Given all of this information, here is the sequence of events that we need to get the error in question:

1. The user enabled documents compression.
2. The user runs a transaction with at least four commands, which needs to satisfy the following conditions.
3. A document write as the first action.
4. Then a write to document whose compression ratio exceeded the expected ratio by over 10%, as a result, RavenDB tried to train a new compression dictionary.
5. That dictionary had a better compression ratio and was accepted as the new default compression dictionary.
6. RavenDB persisted the new dictionary and used that to compress the new document.
7. Another command (in the same transaction) had stored a document in the same collection, now RavenDB will read the new dictionary and store that in a cache.
8. A third command runs, but this one throws an error (such as optimistic concurrency violation).

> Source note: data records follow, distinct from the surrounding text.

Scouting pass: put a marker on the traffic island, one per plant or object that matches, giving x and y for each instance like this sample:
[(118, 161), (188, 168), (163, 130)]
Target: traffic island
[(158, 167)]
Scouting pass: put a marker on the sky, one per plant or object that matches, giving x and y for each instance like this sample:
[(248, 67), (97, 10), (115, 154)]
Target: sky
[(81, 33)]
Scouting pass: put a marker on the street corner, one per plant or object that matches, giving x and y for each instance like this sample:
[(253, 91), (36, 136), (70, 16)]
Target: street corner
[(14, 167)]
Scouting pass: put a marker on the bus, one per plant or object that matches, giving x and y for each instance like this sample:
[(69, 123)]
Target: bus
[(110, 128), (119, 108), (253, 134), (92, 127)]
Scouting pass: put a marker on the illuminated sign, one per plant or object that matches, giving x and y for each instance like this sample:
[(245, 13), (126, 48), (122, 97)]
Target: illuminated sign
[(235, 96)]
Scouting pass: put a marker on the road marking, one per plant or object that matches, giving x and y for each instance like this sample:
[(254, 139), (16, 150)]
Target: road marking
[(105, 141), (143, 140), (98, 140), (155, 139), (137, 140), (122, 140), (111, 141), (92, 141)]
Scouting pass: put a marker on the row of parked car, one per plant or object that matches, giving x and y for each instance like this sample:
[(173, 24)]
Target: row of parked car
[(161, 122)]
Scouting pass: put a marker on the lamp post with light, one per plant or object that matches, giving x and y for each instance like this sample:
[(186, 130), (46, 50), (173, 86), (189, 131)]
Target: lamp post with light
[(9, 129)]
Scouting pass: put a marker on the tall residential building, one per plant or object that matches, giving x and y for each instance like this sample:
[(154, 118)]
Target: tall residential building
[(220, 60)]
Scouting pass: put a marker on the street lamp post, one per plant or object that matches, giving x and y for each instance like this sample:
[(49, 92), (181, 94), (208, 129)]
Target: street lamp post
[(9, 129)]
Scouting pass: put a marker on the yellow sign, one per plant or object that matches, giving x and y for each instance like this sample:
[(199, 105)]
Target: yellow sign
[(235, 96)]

At this point, RavenDB will rollback the entire transaction and return the error to the user. Let’s say the user has chosen to submit the same two documents again, shall we?

For the first command, we’ll again discover that the compression ratio (of the old compression dictionary) is insufficient. We will not generate a new compression dictionary, why is that? Remember the counter that we increment using Interlocked? That one was not rolled back, so we’ll need to wait for another 1K documents for the stars to properly align for us. That doesn’t impact correctness in any way, shape or form, however.

At this stage, the stage is set, but everything is still okay. The problem will happen on the next time that we’ll trigger a new dictionary. At that point, we’ll again scan the most recent documents, build a dictionary, etc. However, the dictionary id that RavenDB will use will be identical to the dictionary id that we previously discarded. The data that dictionary was trained on, however, will almost certainly be different. We persist the new dictionary to disk and everyone is happy, the new document that we wrote will use the new compression dictionary and we are perfectly fine.

The next write for this collection, however, will run into a problem. It will need to use the current (the new one) dictionary when we want to make a write. In order to do that, it will load the value using the cache, but there is already a value for that dictionary in the cache, the same dictionary that was discarded. At this point, RavenDB will start compressing documents using the in memory dictionary while the on disk dictionary is different.

If you’ll try to access the document which triggered the new dictionary, you’ll get an error, but documents that were modified later will continue working with no issue. Until you restart, of course.

On restart, we’ll read the dictionary from disk, where we wrote the new dictionary, at this point, all those documents that we wrote will give us the error above. Note that the sequence of events has to be very exact, you need to have a dictionary training as part of a multi act transaction which failed after the dictionary training has been successful and wrote additional documents. In a year and a half of production usage and very heavy load, that happened only a couple of times, it seems.

The issue has been fixed, of course and we’ll be rolling it out to both users and cloud customers. We’ll now rollback such in memory state on a transaction rollback as well, avoiding this issue entirely. It is amazing to me that despite very careful planning, it wasn’t the code itself that caused a problem, but a sequence of independent operations and failure modes that we never even considered about this.